OS MESTRES RUSSOS - I

Meu primeiro contato com a escola russa de ballet foi pelas mãos do saudoso Walter Árias. Eu era aluna de Dona Tony Seitz Petzhold e frequentava a escola diariamente. Muitas vezes ficava espiando as aulas de Walter, achava tudo muito rápido, complicado e mal entendia aquele acento dele que misturava o espanhol com o português - era assustador. Walter dava as aulas e demonstrava os exercícios, insistia nas posições de corpo e cabeça (tão características da escola russa), usava acentos musicais interessantes e diferentes e tinha a didática de quem  provavelmente havia sido preparado para ser um bailarino e não um professor.

Mas para mim, ele era a prova viva de que  não era um delírio almejar ir para a União Soviética estudar dança, era possível sim.
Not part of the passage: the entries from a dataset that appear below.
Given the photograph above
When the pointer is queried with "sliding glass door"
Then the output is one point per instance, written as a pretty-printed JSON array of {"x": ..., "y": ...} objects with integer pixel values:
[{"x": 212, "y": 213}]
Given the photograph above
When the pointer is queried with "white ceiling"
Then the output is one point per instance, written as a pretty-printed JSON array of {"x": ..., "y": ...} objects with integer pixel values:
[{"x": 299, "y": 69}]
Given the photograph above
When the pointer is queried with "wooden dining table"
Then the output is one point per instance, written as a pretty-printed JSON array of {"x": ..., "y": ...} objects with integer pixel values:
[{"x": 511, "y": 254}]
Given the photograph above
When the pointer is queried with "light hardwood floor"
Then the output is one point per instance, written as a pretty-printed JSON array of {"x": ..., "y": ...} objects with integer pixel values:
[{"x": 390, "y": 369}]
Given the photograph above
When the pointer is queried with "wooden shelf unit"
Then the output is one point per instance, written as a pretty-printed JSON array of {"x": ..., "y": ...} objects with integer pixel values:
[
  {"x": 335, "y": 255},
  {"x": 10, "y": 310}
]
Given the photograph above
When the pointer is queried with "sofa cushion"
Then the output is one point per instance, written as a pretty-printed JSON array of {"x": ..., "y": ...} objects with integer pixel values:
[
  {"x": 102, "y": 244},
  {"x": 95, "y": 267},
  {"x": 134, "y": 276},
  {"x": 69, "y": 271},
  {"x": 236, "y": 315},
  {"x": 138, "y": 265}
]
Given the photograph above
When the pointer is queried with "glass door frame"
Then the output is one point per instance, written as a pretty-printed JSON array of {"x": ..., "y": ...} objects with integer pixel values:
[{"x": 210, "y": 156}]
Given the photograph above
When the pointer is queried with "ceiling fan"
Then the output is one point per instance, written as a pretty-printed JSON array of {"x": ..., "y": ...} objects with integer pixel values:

Ele já tinha tido esta experiência e contava histórias curiosas de sua estada em Leningrado.  Meu sonho então, era ir até a fonte,  mergulhar no ballet naquele país onde havia larga tradição, estudar em uma daquelas escolas que haviam formado nossos ídolos na época - Mikhail Baryshnikov, Natalia Makarova, Rudolf Nureyev.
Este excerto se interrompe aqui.